Developer Curation API
curate - Functions for helping to curate data
Functions for helping curate BSE basis set data
- basis_set_exchange.curate.add_basis(bs_file, data_dir, subdir, file_base, name, family, role, description, version, revision_description, data_source, refs=None, file_fmt=None)
Add a basis set to this library
This takes in a single file containing the basis set is some format, parses it, and create the component, element, and table basis set files in the given data_dir (and subdir). The metadata file for the basis is created if it doesn’t exist, and the main metadata file is also updated.
- Parameters:
bs_file (str) – Path to the file with formatted basis set information
data_dir (str) – Path to the data directory to add the data to
subdir (str) – Subdirectory of the data directory to add the basis set to
file_base (str) – Base name for new files
name (str) – Name of the basis set
family (str) – Family to which this basis set belongs
role (str) – Role of the basis set (orbital, etc)

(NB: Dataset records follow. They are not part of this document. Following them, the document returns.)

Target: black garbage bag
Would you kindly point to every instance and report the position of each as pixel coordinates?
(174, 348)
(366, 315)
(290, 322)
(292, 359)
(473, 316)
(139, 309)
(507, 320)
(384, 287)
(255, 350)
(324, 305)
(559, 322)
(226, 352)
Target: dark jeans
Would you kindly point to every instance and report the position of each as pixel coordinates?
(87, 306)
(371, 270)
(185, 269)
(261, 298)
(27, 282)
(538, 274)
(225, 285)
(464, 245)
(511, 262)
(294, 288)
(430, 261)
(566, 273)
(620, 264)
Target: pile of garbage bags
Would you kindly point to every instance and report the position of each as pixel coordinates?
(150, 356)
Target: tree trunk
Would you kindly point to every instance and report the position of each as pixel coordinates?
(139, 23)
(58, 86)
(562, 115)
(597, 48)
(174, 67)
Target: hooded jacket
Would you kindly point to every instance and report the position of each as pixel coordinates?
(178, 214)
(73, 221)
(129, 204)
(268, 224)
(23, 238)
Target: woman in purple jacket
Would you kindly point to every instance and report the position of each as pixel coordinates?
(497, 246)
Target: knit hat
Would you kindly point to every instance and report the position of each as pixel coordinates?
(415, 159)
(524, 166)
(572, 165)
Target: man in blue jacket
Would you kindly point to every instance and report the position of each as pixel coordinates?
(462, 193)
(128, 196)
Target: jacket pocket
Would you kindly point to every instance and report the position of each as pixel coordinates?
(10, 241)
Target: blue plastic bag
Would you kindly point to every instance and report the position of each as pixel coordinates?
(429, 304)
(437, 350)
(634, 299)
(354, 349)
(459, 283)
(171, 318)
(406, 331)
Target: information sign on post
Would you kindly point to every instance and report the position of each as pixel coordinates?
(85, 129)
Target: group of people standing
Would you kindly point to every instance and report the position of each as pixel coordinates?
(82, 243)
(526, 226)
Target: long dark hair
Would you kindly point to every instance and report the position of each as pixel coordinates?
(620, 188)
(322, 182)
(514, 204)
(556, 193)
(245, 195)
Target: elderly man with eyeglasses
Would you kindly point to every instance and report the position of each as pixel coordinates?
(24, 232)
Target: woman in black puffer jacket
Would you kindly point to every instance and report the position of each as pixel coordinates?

description (str) – Description of the basis set
version (str) – Version of the basis set
revision_description (str) – Description of this version of the basis set
data_source (str) – Description of where this data came from
refs (dict or str) –
Mapping of references to elements. This can be a dictionary with a compressed string of elements as keys and a list of reference strings as values. For example, {‘H,Li-B,Kr’: [‘kumar2018a’]}
If a list or string is passed, then those reference(s) will be used for all elements.
Elements that exist in the file but do not have a reference are given the usual ‘noref’ extension and the references entry is empty.
file_fmt (str) – Format of the input basis data (None = autodetect)
- basis_set_exchange.curate.add_basis_from_dict(bs_data, data_dir, subdir, file_base, name, family, role, description, version, revision_description, data_source, refs=None)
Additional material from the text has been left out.